Taking Bob Dylan at Face Value

Bob Dylan at Face ValueMason Whitehorn Powell

Face Value is a collection of 12 portraits in pastel by Bob Dylan that were first unveiled at the London National Portrait Gallery in 2013. These works are featured in their regional debut at the Gilcrease exhibition Bob Dylan: Face Value and Beyond, which runs through Sept. 15, 2019. Dylan’s portraiture will be accompanied by a vast selection of artworks drawn from his archives – a collection that solidifies and provides context to his decades-long, if largely unknown, career as a visual artist.

Currently preserved on the Gilcrease campus for scholarly use, The Bob Dylan Archive® arrived in Tulsa by way of the George Kaiser Family Foundation in 2016. The opening of the archive has been revelatory for researchers, elucidating the scope of Dylan’s longstanding engagement with the visual arts across decades of sketchbooks and manuscript marginalia.

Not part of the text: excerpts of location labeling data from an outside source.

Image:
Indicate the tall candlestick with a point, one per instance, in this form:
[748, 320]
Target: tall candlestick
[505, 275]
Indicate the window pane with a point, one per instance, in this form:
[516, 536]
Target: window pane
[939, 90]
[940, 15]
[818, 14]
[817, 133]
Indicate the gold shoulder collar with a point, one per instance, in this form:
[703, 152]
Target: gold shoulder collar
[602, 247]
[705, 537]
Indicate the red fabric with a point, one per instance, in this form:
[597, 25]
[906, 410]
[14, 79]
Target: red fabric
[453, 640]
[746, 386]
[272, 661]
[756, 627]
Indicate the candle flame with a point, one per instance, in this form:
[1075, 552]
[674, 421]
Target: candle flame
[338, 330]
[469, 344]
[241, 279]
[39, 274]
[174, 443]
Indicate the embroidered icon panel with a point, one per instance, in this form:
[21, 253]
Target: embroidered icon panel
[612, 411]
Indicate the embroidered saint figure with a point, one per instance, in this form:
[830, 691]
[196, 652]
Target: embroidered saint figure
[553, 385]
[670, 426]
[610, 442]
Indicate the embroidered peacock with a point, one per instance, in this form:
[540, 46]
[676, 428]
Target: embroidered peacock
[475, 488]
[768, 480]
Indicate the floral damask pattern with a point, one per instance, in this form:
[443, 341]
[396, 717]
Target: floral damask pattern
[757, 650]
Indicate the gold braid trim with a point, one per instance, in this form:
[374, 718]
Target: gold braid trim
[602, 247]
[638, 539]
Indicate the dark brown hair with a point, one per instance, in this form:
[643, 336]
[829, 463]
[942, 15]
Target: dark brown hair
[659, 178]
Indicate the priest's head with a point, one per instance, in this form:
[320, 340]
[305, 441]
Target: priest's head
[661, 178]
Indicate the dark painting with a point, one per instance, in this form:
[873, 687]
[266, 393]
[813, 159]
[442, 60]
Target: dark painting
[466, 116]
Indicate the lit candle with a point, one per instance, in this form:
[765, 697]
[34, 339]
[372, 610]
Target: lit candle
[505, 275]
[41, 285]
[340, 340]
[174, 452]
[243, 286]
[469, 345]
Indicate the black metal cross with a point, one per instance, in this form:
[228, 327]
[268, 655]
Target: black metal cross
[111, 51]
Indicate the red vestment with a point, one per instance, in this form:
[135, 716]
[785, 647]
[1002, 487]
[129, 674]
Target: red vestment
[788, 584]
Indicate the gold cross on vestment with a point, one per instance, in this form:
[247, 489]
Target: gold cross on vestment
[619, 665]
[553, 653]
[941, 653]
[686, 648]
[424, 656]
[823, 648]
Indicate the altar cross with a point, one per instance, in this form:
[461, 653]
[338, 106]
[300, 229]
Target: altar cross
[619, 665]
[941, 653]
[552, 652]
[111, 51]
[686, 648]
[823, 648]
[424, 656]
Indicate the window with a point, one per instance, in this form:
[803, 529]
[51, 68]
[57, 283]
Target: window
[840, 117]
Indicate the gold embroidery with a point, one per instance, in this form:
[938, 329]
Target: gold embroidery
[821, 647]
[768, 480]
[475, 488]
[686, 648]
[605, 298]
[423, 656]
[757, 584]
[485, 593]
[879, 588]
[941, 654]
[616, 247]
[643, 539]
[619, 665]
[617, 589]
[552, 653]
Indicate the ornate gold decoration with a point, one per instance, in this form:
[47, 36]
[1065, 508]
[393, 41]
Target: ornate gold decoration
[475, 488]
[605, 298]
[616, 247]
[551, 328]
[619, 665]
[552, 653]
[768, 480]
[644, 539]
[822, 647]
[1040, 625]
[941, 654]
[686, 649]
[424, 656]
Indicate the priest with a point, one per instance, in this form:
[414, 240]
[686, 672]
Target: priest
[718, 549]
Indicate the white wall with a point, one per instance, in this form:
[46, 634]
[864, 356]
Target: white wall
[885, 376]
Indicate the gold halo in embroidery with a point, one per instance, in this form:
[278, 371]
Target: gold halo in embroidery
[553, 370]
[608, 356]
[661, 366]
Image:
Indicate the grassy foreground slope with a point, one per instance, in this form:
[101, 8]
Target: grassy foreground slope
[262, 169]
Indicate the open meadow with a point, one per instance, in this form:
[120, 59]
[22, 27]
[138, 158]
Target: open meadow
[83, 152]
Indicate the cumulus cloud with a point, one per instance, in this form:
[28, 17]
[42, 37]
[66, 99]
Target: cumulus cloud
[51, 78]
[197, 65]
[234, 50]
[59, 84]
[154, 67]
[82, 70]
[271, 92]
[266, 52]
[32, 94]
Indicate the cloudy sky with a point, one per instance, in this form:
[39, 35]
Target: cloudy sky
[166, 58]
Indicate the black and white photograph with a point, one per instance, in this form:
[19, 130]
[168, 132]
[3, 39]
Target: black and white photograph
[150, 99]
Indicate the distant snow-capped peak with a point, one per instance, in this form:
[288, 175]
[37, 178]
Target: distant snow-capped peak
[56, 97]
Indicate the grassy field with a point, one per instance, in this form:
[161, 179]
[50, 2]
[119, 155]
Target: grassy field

Later in his career, Dylan expanded his graphic repertoire. Following an early foray into painting during the 1960s and his endless sketches composed while on tour, Dylan began to create what could be considered his serious work: paintings, drawings and objects from the 1980s onward. Both the art recurring throughout his archive and the later, more focused and mature work, offer insights into Dylan beyond his career as a musician. Together, these establish an aesthetic tableau representative of his internal visions of America and the contemporary world.

Dylan’s 1974 album “Self Portrait” features his visage on the cover, done in thick, blocky acrylics. According to him, this painting took “about five minutes” and was an embodiment of songs that represented his ever-increasing contempt of fame. “I wish these people would just forget about me. I wanna do something they can’t possibly like,” he said.

Nearly half a century since “Self Portrait,” people have neither forgotten nor rejected Dylan. He turned 78 about two weeks after Face Value and Beyond opened, and he shows no sign of retiring as the Never Ending Tour rolls on and
new records are released every few years.

His public career as a visual artist began in 2007 with “The Drawn Blank Series.” Represented by Halcyon Gallery in the United Kingdom, Dylan based these paintings on sketches he made while on the road during the late 1980s and early 1990s. Drawn Blank has been exhibited in five countries.

With approximately 10 unique exhibitions over the subsequent decade, his art has found global appeal and critical acclaim. Halcyon’s website and their Dylan catalogs explain his artistic direction in further detail. From the wrought iron sculptures of Mood Swings to the screenprinted appropriations of magazine covers in Revisionist Art, his dedication to the art world can be taken as seriously as his monumental participation in the recording industry.

Still, all art is subjective. Dylan’s sensibility as a musician is virtuosic – as a songwriter, he’s arguably unparalleled – but on canvas and paper, the veil between him and his influences grows thinner. Fans of Woody Guthrie’s drawings will once again find Dylan to be his kindred spirit with the Face Value portraits. Each face has been stripped down to its essence, as the title suggests, with an aesthetic that stems from the surface-level emotions etched upon each. The expressiveness of these loose renderings arises not only from what’s there – but what isn’t, similar to the eternal question of Dylan’s enigmatic identity.

Just as references to fine art abound in his music, Dylan has continued to plow the modernist line; his paintings are reminiscent of Matisse, and his illustrations suggest Picasso’s line drawings.

Andy Warhol’s “Screen Test” of Bob Dylan from 1965 will also be screening, on loan from The Andy Warhol Museum. This short film provides a glimpse into both artists’ self-made images: Warhol’s elite documentarian vision of celebrity; and contrarily, his attempt to capture Dylan in this role. Between Dylan’s solemn portraits and Warhol’s living depiction, this exhibition presents a tension between artist and subject.

Rarely seen and never publicly exhibited before, a careful selection of drawings, manuscripts and ephemera from The Bob Dylan Archive® will also be on display with a focus on Dylan’s artwork for “Writings and Drawings” (1973), his first authorized collection of lyrics. It was a last-minute decision by Dylan to publish his art with these texts. Eighteen were selected that thematically alluded to the lyrics and disjecta membra they accompany. Composed during the early ’70s, more than 100 additional sketches from this series, titled “Morris Zollar Wants to Know,” are in the archive. Examples from the published drawings and never-before-seen outtakes will be displayed, alongside artist proofs and lithographs of more recent work signed by Dylan. This means that one will be able to follow Dylan the artist from past to present, above and below the surface.

A close partnership between The Bob Dylan Center and Gilcrease Museum is important to preserve the archive for future generations and to host public events that showcase these treasures of American iconography.
Face Value and Beyond is one such collaboration along the road to building The Bob Dylan Center in the Tulsa Arts District by 2021. It’s only right that Dylan will be shown among the premier collection of artworks from the American West and Native American traditions. 

The Face Value series is graciously on loan from the Jenny Norton and Bob Ramsey Collection.